Now that his days at American Studies are behind him, Casey Press has a lot of free time on his hands. That is when he’s not playing summer baseball with his New Jersey Angels team.
So when his parents were packing for a trip to England recently, Press thought for sure he’d be along for the ride and it wouldn’t be long before he was taking selfies with Big Ben.
“But I didn’t get the invite for that,” Press said, laughing.
No worries, Press will pack his own bags soon enough. After a brilliant four-year run with the Senators baseball team — where he played the dual role of pitcher and center fielder — Press is off to the University of Rochester to continue his education, as well as his career on the baseball diamond.
But first he looks back one final time on his days at American Studies.
“I’m just going to miss the community,” Press said. “It’s an awesome place to be. Obviously it’s tiny, it’s one hallway long, and you know everyone in the school by December of your freshman year. It was just a special place to go to high school.”
It was not an easy four years, however. There was the heavy course workload Press had to balance with four seasons of baseball. That made for some very long days at school.

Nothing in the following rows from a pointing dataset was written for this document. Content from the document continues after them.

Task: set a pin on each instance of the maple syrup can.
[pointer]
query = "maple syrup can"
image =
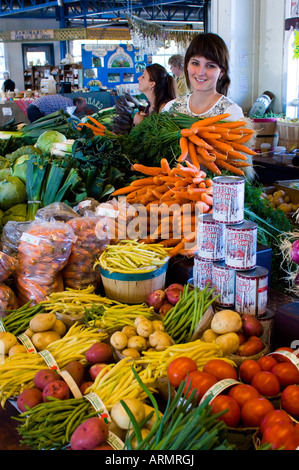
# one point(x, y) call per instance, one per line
point(228, 199)
point(202, 272)
point(223, 280)
point(252, 291)
point(210, 238)
point(241, 246)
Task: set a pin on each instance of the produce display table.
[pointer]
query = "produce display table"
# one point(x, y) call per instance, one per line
point(269, 170)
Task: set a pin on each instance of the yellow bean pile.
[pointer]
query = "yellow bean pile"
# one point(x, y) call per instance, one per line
point(131, 256)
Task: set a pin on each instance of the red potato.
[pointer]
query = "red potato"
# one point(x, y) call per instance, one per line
point(251, 326)
point(76, 370)
point(95, 369)
point(57, 389)
point(156, 299)
point(99, 352)
point(91, 433)
point(30, 397)
point(173, 293)
point(44, 376)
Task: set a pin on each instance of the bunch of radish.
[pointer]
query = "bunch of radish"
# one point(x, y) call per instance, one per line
point(162, 300)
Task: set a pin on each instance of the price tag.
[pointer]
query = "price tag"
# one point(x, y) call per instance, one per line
point(99, 406)
point(218, 388)
point(25, 340)
point(49, 359)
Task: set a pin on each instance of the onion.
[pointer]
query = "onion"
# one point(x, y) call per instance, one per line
point(294, 255)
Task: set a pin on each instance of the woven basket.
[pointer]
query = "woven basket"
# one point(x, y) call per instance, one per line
point(288, 134)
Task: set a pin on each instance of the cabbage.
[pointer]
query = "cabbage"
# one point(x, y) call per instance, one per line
point(47, 139)
point(17, 213)
point(12, 191)
point(19, 168)
point(5, 173)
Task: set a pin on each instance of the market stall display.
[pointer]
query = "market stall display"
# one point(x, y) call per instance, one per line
point(183, 345)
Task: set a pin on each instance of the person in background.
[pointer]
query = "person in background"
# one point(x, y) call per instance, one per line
point(206, 70)
point(48, 104)
point(8, 84)
point(159, 87)
point(176, 63)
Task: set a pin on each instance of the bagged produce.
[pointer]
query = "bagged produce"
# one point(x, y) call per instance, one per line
point(43, 252)
point(8, 265)
point(8, 300)
point(79, 271)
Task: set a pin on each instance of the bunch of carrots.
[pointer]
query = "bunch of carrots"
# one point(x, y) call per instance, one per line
point(97, 128)
point(183, 187)
point(217, 145)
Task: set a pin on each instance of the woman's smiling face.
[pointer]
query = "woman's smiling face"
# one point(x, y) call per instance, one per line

Despite it all, Press said his time at American Studies went by in a flash.
“I really think it did,” he said. “I didn’t really expect that to happen going into it because, it’s a great high school, but there is a lot of work every day, and you’re up late every night doing homework. Plus you’re also staying late after school for practices and games.”
That means a 6:30 a.m., start time for winter preseason practice when it’s 10 degrees outside. “But honestly I had a great time.”

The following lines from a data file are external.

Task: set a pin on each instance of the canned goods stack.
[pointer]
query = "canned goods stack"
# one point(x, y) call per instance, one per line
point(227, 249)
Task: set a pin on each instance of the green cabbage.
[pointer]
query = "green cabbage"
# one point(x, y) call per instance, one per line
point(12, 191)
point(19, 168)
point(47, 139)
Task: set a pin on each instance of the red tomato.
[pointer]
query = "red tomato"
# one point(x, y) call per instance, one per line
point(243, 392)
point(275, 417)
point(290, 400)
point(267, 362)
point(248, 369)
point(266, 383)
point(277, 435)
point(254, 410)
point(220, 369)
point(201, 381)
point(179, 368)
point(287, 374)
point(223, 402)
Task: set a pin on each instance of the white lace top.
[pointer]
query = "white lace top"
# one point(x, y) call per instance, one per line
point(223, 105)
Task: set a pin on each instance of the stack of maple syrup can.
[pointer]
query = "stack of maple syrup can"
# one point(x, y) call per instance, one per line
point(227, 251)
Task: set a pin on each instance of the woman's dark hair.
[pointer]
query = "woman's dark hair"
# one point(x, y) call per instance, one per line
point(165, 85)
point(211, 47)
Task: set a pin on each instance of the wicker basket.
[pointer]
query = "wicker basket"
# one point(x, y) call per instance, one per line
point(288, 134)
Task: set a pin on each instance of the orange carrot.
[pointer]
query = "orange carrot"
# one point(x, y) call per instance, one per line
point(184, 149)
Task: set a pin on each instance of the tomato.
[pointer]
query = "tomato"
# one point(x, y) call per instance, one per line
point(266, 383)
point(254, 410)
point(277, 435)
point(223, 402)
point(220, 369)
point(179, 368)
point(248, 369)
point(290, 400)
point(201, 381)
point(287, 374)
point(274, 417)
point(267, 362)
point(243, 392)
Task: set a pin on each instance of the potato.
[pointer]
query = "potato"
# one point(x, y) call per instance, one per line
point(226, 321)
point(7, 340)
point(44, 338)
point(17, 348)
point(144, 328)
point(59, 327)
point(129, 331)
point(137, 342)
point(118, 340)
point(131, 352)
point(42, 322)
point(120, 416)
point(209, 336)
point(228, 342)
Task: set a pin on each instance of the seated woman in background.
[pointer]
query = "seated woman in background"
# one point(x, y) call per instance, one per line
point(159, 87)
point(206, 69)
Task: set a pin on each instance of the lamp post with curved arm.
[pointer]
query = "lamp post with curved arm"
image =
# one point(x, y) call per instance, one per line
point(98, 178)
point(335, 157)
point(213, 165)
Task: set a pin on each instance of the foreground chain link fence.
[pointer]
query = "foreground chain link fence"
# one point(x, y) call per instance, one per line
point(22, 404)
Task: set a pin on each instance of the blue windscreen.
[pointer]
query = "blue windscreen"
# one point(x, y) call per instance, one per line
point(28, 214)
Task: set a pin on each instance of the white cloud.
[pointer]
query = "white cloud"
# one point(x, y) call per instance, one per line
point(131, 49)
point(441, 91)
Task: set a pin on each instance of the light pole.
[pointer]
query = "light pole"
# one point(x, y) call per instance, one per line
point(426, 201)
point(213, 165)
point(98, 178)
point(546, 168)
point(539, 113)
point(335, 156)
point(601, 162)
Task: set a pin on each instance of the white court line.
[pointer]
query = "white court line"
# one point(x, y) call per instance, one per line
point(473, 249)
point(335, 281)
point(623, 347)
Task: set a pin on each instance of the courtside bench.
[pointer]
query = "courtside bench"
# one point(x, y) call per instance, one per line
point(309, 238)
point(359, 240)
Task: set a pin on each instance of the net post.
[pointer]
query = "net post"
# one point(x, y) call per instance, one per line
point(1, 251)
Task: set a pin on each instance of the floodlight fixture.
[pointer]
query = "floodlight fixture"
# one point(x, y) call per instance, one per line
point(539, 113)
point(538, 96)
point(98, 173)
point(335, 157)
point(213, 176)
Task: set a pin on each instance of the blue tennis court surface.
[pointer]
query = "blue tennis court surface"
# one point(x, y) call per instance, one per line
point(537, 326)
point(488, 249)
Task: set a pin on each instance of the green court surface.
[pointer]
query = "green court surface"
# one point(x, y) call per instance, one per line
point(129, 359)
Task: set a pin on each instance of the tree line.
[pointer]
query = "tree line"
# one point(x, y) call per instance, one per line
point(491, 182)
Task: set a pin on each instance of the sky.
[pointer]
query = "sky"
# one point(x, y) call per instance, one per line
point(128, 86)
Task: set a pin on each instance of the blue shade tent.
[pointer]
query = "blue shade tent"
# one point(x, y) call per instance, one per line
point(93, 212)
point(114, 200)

One of Press’s fondest memories came in his freshman season when a senior-dominated team took the newbies under their wing and taught them “The American Studies Way.”
“I have to say I loved how the seniors kind of brought us into their family, their baseball family,” Press said. “That meant a lot because we had seven senior starters in my freshman year. They taught us a lot.”
Three years later, it was Press and his fellow seniors who carried on that tradition with teammates Ari Wigder and Jack Friedman.
“Ari, Jack and I remembered what the seniors did for us in freshman year and we tried to do the same thing this year,” Press said. “So it was definitely a special season for us.”
For the next few weeks, Press will split his time between his Angels games and hanging out with friends before college beckons in late August.
“I’m planning on having a great summer with all my friends before we all leave, so I’m really looking forward to that,” Press said. “But I’m extremely excited for the fall.”
Press will join a Rochester Yellowjackets baseball program that is coming off perhaps its most successful season.
“They won the Liberty League title this past year, but they also — for the first time — won the Liberty League Tournament at the end of the season,” Press said, adding the team also made its first-ever NCAA Tournament appearance.
Being part of the baseball program also has its perks for incoming freshman — an instant group of new friends to help make the transition from a tiny high school to college a little easier.
“I’ll have my own community from the second I walk on campus because I have the baseball team,” Press said. “When I visited back in the fall, they told me the first night there the team pulls you out of orientation and you just go and hang out with all the guys on the team. So that’s pretty awesome. The first night there I’ll already meet everyone.”
Press chose Rochester because of its “fantastic business school” and because the baseball program “wanted me.” But if there’s one drawback, it’s that he won’t be seeing Wigder, his best friend and former Senators teammate, on a regular basis anymore. Wigder heads to Los Angeles for school.
But Press has a plan.
“After spending four years with him every day from January to June after school with baseball, it’s definitely going to be weird not going to school with him anymore,” Press said. “But I cannot wait to visit him in L.A. for some warm weather.
“Rochester can get a little cold so I’m looking forward to that.”